Community reserve in Kerala

Kadalundi–Vallikkunnu Community Reserve is an estuary and community reserve in Malabar Coast of Kerala state, south India. It is the first community reserve in Kerala. In 2018 April, Kerala forest department declared it as an ecotourism center.

==History==
As per government order numbers G.O(MS)No.66/2007/F&WL dated 17-10-2007, Kadalundi–Vallikkunnu Community Reserve is established on October 17, 2007. It is the first community reserve in Kerala. In 2018 April, Kerala forest department declared it as an ecotourism center.

==Description==
Kadalundi-Vallikkunnu community reserve is an estuary and community reserves spread over Kadalundi village in Kozhikode district and Vallikunnu village of Malappuram district in Kerala. It includes the Kadalundi Bird Sanctuary and mangrove swamps in Kadalundi and Vallikunnu region.
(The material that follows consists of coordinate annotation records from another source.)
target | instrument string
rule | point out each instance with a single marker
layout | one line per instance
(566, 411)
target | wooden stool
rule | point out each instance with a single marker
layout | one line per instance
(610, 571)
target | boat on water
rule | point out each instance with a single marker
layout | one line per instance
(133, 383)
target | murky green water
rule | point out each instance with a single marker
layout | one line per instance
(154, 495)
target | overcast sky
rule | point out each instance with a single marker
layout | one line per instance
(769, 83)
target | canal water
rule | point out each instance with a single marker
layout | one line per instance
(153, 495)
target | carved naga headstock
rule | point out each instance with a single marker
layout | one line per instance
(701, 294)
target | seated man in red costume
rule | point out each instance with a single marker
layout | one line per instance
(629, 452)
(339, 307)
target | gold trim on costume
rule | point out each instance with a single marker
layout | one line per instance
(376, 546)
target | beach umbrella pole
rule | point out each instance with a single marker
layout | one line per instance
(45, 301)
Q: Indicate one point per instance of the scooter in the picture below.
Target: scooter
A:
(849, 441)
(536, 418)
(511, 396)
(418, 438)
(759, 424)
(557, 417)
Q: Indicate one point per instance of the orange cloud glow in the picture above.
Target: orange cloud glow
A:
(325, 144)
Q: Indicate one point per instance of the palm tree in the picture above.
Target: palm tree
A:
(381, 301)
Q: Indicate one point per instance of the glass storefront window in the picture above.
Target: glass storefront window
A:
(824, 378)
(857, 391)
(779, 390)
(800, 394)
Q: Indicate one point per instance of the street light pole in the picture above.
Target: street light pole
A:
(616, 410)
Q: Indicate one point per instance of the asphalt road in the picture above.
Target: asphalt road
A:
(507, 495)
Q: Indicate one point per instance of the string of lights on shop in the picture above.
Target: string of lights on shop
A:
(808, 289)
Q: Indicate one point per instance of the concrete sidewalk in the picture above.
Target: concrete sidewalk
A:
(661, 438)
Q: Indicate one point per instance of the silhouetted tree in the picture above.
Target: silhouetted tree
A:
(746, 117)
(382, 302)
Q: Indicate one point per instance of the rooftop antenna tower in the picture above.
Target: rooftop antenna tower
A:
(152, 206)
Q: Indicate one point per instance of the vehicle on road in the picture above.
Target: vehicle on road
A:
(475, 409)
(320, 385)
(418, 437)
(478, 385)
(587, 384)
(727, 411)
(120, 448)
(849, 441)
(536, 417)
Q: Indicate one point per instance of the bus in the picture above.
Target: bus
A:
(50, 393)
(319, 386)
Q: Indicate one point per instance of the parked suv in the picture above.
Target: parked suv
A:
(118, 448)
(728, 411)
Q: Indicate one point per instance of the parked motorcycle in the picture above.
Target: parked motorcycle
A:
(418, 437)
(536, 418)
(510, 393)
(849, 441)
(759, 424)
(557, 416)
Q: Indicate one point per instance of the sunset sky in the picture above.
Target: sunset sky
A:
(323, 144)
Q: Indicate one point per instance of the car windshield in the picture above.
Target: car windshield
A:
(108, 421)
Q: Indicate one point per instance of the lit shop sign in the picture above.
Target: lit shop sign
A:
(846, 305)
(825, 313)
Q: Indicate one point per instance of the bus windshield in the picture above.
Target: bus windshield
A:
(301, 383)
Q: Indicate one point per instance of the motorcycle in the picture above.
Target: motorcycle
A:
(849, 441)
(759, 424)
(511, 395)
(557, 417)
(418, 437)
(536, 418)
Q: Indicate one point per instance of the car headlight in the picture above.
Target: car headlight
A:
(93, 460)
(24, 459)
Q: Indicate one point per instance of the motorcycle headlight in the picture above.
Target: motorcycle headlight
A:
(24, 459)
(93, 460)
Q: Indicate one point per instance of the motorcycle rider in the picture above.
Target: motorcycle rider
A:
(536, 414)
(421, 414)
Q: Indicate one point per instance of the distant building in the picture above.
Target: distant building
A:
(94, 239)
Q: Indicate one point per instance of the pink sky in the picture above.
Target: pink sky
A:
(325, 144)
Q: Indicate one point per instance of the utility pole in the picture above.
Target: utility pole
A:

This community reserve covers an area of 1.5 sqkm. Declared as a community reserve, it preserves the natural resources of the area, including the various species of flora and fauna found within a radius of 200 m on both sides of the Kadalundi River, as well as the traditional occupations and handicrafts of the locals. About 110 species of waterfowls, including 53 migratory birds, have been recorded here. It has been made a protected area considering its importance in terms of the diversity of wetland birds and the heavy anthropogenic pressure.